(August 22, 2020)
IT’S hard for an academic to write an op-ed. No footnotes or bibliography are allowed. Nor does anyone want a C.V. that details your qualifications.
On the other hand, many more people will read whatever you write!
I have been thinking and writing about nuclear weapons for a long time. My first effort, with my friend Bruce in Grade 5, won a prize in the St. James-Assiniboia school division Science Fair for an enthusiastic presentation of what Winnipeg would be like after a nuclear blast, with Portage and Main as Ground Zero. (Note to the curious: it would be gone.)
So the 75th anniversary of the bombing of Hiroshima and Nagasaki was an obvious topic for an op-ed — and yet from the letters published in response, my “opinion” was not appreciated.
Fair enough — it’s a free country — but the academic in me took umbrage at the comments.

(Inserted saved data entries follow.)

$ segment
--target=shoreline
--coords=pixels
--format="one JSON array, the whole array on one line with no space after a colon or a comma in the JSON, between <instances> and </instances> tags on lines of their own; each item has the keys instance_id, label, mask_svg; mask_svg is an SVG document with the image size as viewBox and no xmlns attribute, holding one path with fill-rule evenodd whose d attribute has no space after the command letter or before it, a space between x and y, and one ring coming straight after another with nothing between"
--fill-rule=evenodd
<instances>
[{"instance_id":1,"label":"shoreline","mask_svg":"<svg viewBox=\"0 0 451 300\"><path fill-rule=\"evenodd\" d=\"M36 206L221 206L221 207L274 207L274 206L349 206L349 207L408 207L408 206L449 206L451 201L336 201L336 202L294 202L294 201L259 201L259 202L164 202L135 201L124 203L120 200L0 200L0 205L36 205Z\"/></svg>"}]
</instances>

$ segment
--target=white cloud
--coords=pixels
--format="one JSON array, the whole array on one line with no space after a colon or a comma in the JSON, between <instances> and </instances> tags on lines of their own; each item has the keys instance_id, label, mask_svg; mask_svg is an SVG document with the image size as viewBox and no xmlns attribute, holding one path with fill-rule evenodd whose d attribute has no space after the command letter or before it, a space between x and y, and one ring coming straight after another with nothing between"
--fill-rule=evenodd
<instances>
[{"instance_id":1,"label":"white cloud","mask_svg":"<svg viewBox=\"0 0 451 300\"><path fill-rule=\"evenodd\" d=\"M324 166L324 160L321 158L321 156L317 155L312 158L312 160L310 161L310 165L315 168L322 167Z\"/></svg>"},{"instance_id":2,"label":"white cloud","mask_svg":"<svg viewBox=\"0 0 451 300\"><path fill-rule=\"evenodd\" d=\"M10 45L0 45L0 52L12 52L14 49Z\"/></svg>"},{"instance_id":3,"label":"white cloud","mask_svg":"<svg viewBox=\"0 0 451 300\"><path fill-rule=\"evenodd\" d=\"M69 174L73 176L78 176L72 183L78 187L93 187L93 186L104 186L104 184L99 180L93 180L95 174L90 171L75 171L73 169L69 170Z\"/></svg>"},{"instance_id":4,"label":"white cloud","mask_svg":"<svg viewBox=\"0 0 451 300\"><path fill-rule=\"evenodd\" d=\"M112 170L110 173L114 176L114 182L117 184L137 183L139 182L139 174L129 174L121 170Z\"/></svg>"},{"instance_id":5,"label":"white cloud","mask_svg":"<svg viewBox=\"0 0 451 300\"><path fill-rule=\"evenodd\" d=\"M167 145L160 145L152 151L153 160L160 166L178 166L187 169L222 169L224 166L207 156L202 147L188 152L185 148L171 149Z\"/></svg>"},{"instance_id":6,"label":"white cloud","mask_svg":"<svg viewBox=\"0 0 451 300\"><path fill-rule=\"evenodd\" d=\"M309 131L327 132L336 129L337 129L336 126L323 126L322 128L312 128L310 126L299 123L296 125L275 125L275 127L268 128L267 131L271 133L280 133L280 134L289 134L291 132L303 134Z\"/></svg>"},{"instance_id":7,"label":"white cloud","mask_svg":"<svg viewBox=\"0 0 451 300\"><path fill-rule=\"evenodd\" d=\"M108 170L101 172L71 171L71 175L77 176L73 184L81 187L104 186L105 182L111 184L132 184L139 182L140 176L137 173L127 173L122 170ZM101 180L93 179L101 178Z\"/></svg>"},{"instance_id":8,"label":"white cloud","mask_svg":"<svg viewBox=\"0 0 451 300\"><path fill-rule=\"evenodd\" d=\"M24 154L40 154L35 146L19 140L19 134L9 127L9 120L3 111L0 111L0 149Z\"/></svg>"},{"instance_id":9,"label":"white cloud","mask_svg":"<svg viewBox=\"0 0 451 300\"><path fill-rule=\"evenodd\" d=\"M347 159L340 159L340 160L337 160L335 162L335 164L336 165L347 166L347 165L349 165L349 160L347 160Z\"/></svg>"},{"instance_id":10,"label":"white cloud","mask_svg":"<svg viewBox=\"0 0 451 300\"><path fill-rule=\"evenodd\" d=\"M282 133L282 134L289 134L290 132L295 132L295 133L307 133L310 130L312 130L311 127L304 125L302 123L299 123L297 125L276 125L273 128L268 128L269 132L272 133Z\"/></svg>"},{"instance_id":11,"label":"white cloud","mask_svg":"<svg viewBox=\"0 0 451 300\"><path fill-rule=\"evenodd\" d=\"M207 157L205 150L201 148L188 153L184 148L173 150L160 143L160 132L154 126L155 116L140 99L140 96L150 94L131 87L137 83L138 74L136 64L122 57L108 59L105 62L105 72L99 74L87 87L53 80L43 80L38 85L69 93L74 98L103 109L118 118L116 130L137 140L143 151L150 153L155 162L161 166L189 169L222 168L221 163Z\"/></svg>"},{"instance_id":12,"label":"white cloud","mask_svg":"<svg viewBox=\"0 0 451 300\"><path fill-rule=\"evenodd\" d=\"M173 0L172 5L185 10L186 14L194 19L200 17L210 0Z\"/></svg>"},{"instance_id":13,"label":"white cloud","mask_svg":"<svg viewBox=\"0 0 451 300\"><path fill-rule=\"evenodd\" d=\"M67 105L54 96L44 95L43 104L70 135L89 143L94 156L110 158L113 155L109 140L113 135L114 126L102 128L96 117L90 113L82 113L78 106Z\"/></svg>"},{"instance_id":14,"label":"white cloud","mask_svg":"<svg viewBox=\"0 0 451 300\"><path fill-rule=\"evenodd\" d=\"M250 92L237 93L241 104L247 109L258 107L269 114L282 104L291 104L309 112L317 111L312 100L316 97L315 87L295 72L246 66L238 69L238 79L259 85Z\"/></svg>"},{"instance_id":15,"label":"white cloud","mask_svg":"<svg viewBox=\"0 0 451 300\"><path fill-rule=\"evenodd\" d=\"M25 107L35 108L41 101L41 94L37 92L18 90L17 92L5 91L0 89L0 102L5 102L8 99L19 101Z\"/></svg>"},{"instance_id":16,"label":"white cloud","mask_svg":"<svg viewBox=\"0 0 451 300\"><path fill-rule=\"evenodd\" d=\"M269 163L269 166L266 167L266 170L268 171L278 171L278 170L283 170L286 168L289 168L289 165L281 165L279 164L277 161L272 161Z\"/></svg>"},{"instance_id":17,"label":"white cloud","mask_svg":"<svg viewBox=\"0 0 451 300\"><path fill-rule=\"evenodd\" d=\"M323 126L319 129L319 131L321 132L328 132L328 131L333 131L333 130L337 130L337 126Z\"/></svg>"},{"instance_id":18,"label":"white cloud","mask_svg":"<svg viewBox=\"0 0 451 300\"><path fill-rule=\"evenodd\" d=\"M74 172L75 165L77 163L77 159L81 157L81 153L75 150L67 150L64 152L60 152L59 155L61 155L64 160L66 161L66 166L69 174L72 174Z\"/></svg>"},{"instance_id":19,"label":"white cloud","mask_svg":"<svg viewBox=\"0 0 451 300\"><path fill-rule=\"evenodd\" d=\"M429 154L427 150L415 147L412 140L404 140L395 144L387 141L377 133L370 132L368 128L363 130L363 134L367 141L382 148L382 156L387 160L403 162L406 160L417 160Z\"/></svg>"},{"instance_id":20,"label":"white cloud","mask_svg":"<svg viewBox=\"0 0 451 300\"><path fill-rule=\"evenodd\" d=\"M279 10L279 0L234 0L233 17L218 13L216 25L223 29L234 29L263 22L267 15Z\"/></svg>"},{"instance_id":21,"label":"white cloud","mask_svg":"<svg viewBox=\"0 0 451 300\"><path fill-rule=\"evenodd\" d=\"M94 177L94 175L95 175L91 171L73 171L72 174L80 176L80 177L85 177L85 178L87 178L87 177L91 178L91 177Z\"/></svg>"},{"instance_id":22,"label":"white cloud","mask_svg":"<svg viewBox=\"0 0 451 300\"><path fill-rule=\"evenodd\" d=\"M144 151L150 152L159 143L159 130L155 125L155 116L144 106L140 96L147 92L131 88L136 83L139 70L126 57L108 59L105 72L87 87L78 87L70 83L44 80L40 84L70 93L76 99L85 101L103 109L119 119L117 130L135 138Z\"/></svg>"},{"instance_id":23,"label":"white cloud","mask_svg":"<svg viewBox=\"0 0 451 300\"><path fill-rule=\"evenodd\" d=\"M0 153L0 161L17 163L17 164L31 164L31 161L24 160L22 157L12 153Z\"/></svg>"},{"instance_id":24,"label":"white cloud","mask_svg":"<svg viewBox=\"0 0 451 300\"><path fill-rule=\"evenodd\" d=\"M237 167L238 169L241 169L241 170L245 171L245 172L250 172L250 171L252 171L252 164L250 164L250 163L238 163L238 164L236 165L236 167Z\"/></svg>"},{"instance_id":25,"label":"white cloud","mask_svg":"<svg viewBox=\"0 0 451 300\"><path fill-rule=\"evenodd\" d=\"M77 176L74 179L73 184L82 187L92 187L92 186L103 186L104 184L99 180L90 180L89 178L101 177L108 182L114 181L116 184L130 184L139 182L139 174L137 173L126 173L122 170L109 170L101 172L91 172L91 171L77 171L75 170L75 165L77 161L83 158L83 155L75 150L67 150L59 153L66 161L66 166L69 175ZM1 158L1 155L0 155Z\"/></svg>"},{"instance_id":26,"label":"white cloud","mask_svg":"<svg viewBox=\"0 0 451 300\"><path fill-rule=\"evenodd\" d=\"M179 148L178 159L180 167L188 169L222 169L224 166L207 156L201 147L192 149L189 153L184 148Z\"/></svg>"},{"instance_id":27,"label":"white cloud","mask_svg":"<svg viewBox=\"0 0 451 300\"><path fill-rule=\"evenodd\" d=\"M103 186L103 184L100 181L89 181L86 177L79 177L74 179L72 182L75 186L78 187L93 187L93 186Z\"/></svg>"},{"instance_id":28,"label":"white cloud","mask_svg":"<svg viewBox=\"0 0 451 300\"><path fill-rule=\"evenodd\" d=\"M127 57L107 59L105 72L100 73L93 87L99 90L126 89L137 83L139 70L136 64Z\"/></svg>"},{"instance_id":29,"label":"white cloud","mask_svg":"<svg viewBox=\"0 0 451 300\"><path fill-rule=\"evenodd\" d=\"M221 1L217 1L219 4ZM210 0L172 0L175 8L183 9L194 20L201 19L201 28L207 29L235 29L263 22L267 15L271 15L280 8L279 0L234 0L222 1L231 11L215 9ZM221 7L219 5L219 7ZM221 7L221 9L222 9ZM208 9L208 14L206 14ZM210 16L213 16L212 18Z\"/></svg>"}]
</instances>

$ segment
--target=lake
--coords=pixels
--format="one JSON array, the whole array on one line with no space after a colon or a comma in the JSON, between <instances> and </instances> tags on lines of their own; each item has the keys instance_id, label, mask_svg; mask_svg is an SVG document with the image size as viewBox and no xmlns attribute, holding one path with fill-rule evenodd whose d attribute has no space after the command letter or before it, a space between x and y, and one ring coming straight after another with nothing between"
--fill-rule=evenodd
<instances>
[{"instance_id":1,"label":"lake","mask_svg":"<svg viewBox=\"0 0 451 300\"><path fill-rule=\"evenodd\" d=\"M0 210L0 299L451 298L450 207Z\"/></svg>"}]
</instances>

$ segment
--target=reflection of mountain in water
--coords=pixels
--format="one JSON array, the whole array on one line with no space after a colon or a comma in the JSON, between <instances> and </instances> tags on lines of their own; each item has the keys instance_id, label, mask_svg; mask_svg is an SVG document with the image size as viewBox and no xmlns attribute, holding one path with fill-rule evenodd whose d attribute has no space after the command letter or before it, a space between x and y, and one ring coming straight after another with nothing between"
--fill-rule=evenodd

There are experts on the history of what happened, who researched the original sources, talked to the people and wrote the academic articles and books, especially as new materials became available. Then, in the next wave, are the scholars who have studied what the first scholars discovered.
I count myself in that second wave — as adjunct associate professor of history at the Royal Military College of Canada, where I have been a subject-matter expert in technology and warfare since 2003, teaching undergraduate and graduate students. (Most of them were members of the Canadian Armed Forces, some studying while on deployment.)
To say that nuclear weapons have embedded racism and xenophobia since their inception is therefore not merely my opinion, but the result of decades of scholarship — including my own. To say the deaths of hundreds of thousands of people — either directly by blast or horribly later on from radiation poisoning — were not needed “to win the war” is also a product of such research.
For anyone to claim that my criticism of the inhumane and unnecessary decision to drop those bombs somehow disrespects the Canadian veterans who suffered (and died) at the hands of their Japanese captors is therefore offensive to me. It also reflects an implied racism that unfortunately is still widespread, 75 years later.
Conclusions such as “the Japanese deserved it because of what they did to us” was not what I remember hearing, growing up, from one of my neighbours, who had been captured in Hong Kong and barely survived the POW camps that broke his health. He would have been horrified to find his suffering used today to justify such inhumanity — after all, what kept him (and others) alive was the fact that, despite their treatment, they refused to abandon their own humanity.
This is why we need to confront the systemic racism that underlies the “master narratives” of our culture, including this one about Hiroshima and Nagasaki — narratives that claim sometimes there are good reasons for nuclear attacks, especially against someone “worse” than us. As long as nuclear warfare is considered an option, as long as someone, somewhere, believes there are some conditions when the missiles and bombs can justifiably be used against “them” — whoever “they” are — none of us will ever be safe.
Years ago, when I taught my first university course, which included this version of the atomic narrative, I had an old man in my class. He came to see me, and told me he, too, was a scholar — I was chagrined to learn I had given a C-plus on an essay to someone who held a PhD from an Austrian university in the 1920s.
He laughed, and said he deserved it, but then told me he and his wife had been held in a Japanese prison camp since the fall of Singapore. He had a different perspective, because dropping the bombs saved their lives, so he was grateful it had happened.
But now that he had children, and grandchildren, he was also troubled — because their lives were saved in that way, their own family and all the people whom they cherished, the world they loved, was now at risk from an even greater evil than the one they so narrowly survived. He wished someone could have found another way to end the war, and grieved the inhumanity of a decision for which he now felt somehow responsible.
“It was wartime,” he said. “No one could safely challenge the government.” Shaking his head, sadly, he concluded, “People do terrible things in war” — before meeting my eyes, gripping my hand and thanking me for the course.
The racist, xenophobic idea that the people of Hiroshima and Nagasaki deserved what happened to them has had more poisonous and long-lasting fallout than the bombs themselves. It needs to be fiercely challenged wherever it is found — and that is definitely not just my opinion.